0

It may be a silly basic question but as described in the title, I am wondering how PostgreSQL deals with performance when having millions of entries (with the possibility of reaching a billion entries).

To put it in a more concrete way, I want to store data (audio, photos and videos) in my database (I'm only storing their path, files are organised in the file system), but I have to decide wether I use a single table "data" to store all the different types of data, or multiple tables ("data_audio", "data_photos", "data_videos") to separate those types.

The reason why I am asking this question is that I have something like 95% of photos and 5% of audio and videos, and if I want to query my database for an audio entry, I don't want it to be slowed by all the photos entries (searching for a line among a thousand must be different than searching among a million). So I would like to know how PostgreSQL deals with this and if there exists some way to have the best optimisation.

I have read this topic that is really interesting and seems relevant: How does database indexing work?

Is it the way I should do?

Recap of the core stored informations I will have in my core tables:

1st option:

  • DATA TABLE (containing audio, photos and videos):

    • id of type bigserial
    • _timestamp of type timestamp
    • path_file of type text
  • USERS TABLE:

    • id of type serial
    • forename of type varchar(255)
    • surname of type varchar(255)
    • birthdate of type date
    • email_address of type varchar(255)
  • DATA USERS RELATION TABLE:

    • id_data of type bigserial
    • id_user of type serial
  • ACTIVITIES TABLE:

    • id of type serial
    • name of type varchar(255)
    • description of type text
  • DATA ACTIVITIES RELATION TABLE:

    • id_data of type bigserial
    • id_activity of type serial

(SEARCH queries are mainly done on DATA._timestamp and ACTIVITIES.name fields after filtering data by USERS.id)

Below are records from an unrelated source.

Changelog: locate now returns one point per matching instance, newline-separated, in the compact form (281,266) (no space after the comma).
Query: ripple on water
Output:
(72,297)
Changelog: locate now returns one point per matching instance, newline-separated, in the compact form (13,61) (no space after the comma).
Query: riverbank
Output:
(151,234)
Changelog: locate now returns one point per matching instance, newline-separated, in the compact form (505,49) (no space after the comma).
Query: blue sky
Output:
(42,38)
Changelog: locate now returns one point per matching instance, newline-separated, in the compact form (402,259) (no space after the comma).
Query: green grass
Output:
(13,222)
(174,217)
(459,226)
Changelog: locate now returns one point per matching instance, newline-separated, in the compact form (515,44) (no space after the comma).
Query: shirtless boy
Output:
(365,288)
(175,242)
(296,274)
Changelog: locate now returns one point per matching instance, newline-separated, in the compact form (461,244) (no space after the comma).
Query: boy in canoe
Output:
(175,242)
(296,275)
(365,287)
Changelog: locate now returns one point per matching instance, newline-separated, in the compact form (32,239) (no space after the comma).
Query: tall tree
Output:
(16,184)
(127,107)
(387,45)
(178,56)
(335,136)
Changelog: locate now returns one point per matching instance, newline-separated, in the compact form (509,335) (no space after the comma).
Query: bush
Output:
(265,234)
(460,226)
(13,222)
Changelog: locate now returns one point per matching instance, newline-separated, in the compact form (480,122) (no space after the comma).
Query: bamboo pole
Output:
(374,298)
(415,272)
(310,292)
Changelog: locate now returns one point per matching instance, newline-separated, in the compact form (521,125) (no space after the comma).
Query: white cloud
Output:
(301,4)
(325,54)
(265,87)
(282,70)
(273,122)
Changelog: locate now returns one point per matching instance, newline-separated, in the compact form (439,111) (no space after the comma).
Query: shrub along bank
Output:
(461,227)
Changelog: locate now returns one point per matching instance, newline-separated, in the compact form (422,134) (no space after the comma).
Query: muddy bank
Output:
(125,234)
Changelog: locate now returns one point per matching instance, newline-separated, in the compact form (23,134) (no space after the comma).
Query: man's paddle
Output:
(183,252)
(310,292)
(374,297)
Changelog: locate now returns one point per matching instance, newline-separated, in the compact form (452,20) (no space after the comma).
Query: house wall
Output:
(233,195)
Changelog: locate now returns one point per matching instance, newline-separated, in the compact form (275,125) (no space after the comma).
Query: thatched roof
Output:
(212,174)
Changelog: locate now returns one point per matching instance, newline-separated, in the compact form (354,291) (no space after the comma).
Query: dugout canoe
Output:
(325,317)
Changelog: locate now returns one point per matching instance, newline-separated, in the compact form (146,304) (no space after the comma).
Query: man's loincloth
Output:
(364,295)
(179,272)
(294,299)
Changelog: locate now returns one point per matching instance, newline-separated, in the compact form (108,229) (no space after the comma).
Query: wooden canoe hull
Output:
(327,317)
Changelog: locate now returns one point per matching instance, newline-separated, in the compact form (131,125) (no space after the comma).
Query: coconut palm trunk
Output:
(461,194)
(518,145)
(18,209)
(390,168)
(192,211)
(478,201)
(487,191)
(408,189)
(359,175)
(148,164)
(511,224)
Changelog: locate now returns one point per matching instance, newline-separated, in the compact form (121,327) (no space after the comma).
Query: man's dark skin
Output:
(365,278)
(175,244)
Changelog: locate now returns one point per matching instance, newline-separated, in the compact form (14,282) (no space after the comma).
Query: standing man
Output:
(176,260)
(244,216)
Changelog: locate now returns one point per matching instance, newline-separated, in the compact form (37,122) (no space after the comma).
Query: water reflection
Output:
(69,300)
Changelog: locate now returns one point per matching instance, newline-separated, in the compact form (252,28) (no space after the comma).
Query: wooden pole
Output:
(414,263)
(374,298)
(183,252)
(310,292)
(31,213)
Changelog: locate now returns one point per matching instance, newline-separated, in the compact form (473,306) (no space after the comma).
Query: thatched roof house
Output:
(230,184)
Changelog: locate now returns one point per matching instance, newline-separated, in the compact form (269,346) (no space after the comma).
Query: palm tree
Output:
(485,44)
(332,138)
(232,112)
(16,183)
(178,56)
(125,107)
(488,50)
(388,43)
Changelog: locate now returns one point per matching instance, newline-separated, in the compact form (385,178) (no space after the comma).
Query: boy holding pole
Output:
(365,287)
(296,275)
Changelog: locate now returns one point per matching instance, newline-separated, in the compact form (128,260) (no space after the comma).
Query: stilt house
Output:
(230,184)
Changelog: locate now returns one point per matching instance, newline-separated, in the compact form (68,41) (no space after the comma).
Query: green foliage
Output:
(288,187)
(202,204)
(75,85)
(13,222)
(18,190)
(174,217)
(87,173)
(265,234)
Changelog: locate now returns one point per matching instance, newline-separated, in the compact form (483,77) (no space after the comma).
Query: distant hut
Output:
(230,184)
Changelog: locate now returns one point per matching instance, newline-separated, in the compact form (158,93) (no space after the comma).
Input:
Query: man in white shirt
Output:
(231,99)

2nd option (only switching the previous DATA TABLE with the following three tables and keeping all the other tables):

  • DATA_AUDIO TABLE
  • DATA_PHOTOS TABLE
  • DATA_VIDEOS TABLE

Additional question: Is it a good idea to have a database per user ? (in the storyline, to be able to query the database for data depends on whether you have the permission or not, and if you want to retrieve data from two different users, you have to ask the permission from both users, and the permission process is a process in its own right, it is not handled here, so let’s say that when you query the database, it will always be queries on the same user)

I hope I have been clear, thanks in advance for any help or advices!

Cyrille

  • Millions of rows isn't much of a feat really, and billions is perfectly possible when optimising the database properly. Simply do a test by generating a bunch of random data. – deceze Mar 15 '18 at 14:49
  • Note your junction ("*bridge*") tables `data_users` and `data_activities` should *not* contain (big)serials, but (big)ints : FKs referencing the base tables's id columns. – joop Mar 15 '18 at 15:19
  • Thank you very much @deceze and joop, I'm going to try / correct as you said! – Cyrille Dakhlia Mar 15 '18 at 15:35

1 Answers1

1

Answers:

  • PostgreSQL is cool with millions and billions of rows.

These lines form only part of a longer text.